Regie und Drehbuch: Jonathan Glazer, Musik: Mica Levi
Darsteller:
Scarlett Johansson, Jeremy McWilliams, Paul Brannigan, Kryŝtof Hádek, Michael Moreland, Adam
Pearson, Antonia Campbell-Hughes
FSK: 12, Dauer: 108 Minuten.
Glasgow, Schottland: Eine bildschöne junge Frau (Scarlett
Johansson, "Lucy") fährt Abend für Abend in einem
Auto kreuz und quer durch die Stadt und ihr Umland und spricht immer wieder einzelne Männer
an, um diese nach dem Weg zu fragen. Gelegentlich lädt sie einen ein, zu ihr in
den Wagen zu steigen und sie direkt zu ihrem Ziel zu lotsen. Dort verführt
sie die Männer. Niemals weit entfernt ist ein Motorradfahrer (Jeremy McWilliams),
der auf die Frau aufzupassen scheint …
Kritik:
Es ist schon ein bißchen gemein: Da dreht der Filmemacher
Jonathan Glazer ("Sexy Beast") einen formal höchst
anspruchsvollen experimentellen Kunstfilm … und am Ende diskutiert alle Welt
nur über Scarlett Johansson und ihre Nacktszenen-Premiere! Aber andererseits muß das
Glazer von vornherein klar gewesen sein, außerdem darf man getrost davon
ausgehen, daß ohne Johanssons Mitwirkung generell viel weniger über
"Under the Skin – Tödliche Verführung" gesprochen und geschrieben
würde und vor allem davon, daß ihn außer den professionellen Kritikern und ein paar
hartgesottenen Filmkunst-Anhängern niemand je gesehen hätte.

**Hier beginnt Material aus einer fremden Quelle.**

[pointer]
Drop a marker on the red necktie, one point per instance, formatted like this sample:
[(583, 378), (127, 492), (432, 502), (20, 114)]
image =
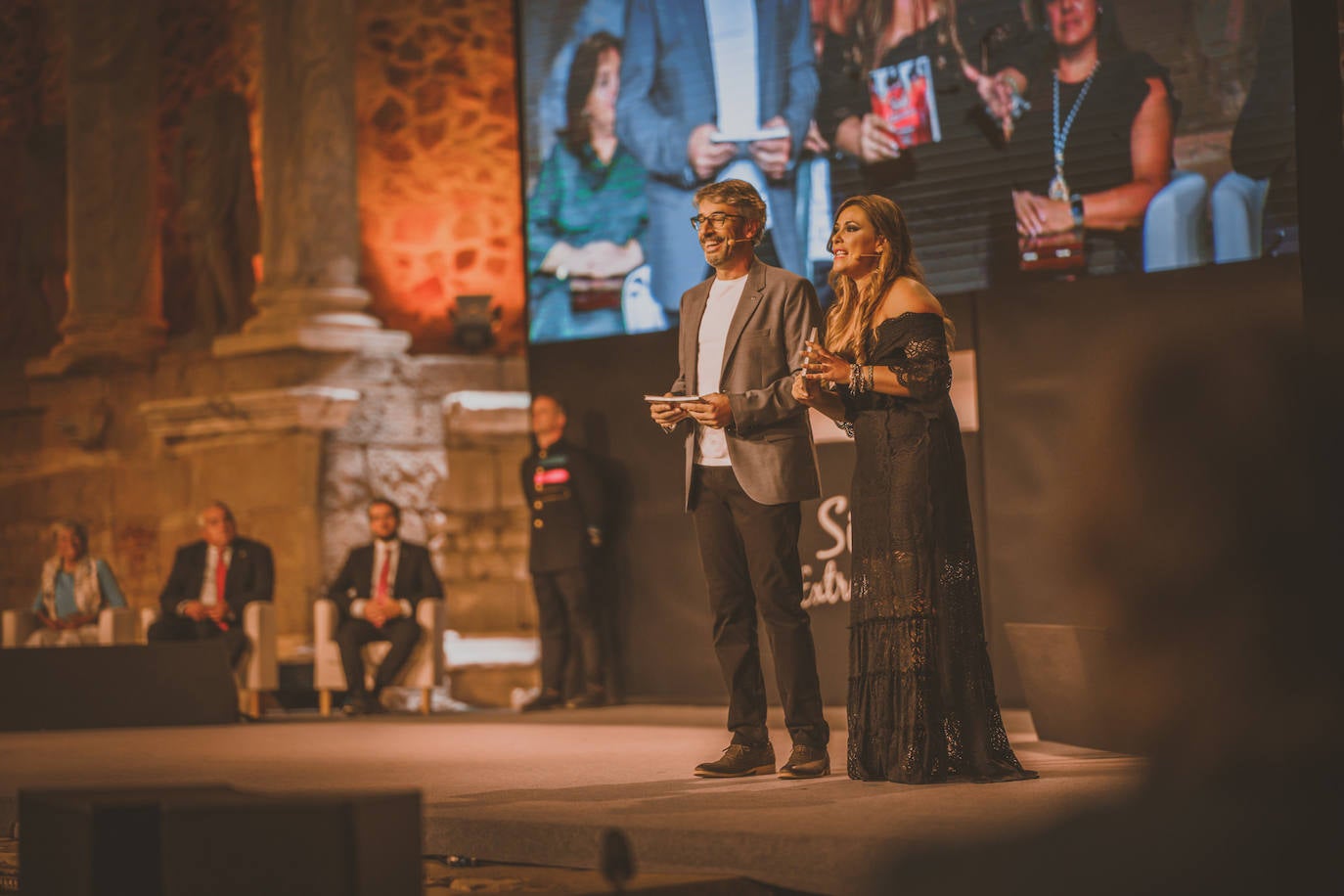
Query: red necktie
[(381, 591), (221, 576)]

Insofern mag es
Glazer ein wenig schmerzen, daß seine künstlerische Vision in der Aufgeregtheit um die Nacktszenen gerne übersehen wird; aber er wird es
sicher überleben.
Bevor ich fortfahre, eine Warnung: Sehr viel mehr als das,
was ich oben beschrieben habe, bekommt man in "Under the Skin" nicht
über die Handlung erklärt. Manches kann man sich selbst zusammenreimen, doch
das meiste bleibt im Dunklen – so ist Glazers Film eine visuell eindrucksvolle,
aber inhaltlich ziemlich nihilistische Erfahrung. Doch "Under the
Skin" basiert – wenngleich ziemlich lose – auf einem Roman (deutscher
Titel: "Die Weltenwanderin") des in den Niederlanden geborenen
australisch-schottischen Schriftstellers Michel Faber, in dem es mehr Handlung
gibt. Zur näheren Analyse des Films werde ich daher im Folgenden auf dieses
rudimentäre Hintergrundwissen zurückgreifen – wer "Under the Skin" also unvoreingenommen sehen will, der sollte hier aufhören zu lesen.

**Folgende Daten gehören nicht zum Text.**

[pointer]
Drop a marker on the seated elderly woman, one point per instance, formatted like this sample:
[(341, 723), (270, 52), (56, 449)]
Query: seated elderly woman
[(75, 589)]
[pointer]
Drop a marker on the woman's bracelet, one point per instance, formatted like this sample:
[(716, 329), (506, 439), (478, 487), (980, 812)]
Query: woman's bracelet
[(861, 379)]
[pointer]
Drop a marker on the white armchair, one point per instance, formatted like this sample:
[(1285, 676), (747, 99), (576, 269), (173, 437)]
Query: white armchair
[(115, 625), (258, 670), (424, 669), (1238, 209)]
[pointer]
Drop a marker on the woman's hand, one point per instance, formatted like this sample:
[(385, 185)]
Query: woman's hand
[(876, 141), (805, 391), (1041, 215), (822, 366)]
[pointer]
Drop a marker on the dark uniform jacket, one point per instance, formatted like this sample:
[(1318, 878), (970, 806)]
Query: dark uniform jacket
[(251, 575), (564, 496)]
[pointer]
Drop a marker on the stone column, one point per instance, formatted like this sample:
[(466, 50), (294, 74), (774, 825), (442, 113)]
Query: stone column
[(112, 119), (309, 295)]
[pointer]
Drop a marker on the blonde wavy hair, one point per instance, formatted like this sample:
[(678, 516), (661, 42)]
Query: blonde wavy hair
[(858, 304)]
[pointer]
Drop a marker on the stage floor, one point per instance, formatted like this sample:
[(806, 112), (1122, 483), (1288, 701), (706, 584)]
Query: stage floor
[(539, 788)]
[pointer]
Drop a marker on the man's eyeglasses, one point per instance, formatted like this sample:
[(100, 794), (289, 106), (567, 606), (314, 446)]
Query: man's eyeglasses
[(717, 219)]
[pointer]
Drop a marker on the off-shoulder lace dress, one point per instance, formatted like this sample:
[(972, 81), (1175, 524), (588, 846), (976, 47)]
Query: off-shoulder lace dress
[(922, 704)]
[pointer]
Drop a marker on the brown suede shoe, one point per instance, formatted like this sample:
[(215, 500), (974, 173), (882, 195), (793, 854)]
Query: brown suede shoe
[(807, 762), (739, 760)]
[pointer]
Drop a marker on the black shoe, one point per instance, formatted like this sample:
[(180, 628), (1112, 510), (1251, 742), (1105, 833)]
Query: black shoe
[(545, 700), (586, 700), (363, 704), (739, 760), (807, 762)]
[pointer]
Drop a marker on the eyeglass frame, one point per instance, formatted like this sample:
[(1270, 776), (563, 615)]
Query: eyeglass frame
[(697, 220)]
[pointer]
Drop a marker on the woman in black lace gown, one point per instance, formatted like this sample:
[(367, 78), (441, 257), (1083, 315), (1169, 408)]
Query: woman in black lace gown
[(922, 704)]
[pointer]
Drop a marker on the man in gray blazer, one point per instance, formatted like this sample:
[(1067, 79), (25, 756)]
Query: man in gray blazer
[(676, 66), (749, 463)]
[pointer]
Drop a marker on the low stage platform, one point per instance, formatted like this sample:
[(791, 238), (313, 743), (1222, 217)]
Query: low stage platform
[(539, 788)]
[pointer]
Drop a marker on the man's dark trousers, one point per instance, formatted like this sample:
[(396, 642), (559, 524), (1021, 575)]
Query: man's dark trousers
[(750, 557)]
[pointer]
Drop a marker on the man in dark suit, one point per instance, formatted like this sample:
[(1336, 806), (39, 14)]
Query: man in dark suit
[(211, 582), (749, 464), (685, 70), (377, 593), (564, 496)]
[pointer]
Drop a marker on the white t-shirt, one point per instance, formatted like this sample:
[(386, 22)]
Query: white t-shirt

Allerdings habe ich selbst Glazers Film im Wissen um seine Story-Hintergründe
gesehen (auf deren Nennung die wenigsten Kritiken verzichten) und
denke nicht, daß dies dem Sehgenuß in irgendeiner Form geschadet hat. Dennoch:
Die Warnung ist hiermit ausgesprochen.
Im Buch erfährt man also, daß die verführerische Frau in
Wirklichkeit kein Mensch ist (nun gut, das bekommt man im Film auch schnell
heraus), sondern ein Alien, das Männer durch ihre Verführungskünste in die
Falle lockt, woraufhin sie von ihren Artgenossen "verzehrt" werden
(was man im Film höchstens erahnen kann). Jedoch ist diese Handlung natürlich
immer noch nicht das, worum es in "Under the Skin" wirklich geht. Die
Story ist voller Metaphern und läßt jede Menge Interpretationsspielraum.
Tatsächlich scheint auch so ziemlich jeder etwas anderes in "Under the
Skin" zu sehen: Für manche ist es ein feministisches Manifest, für andere
ein philosophischer Exkurs über die Natur des Menschseins, wieder andere meinen
ein Plädoyer gegen Rassismus zu erkennen. Und für Pragmatiker ist Glazers Werk
einfach ein Arthouse-Horrorfilm. Um ehrlich zu sein: Ich will gar
nicht erst versuchen, in "Under the Skin" etwas hineinzuinterpretieren.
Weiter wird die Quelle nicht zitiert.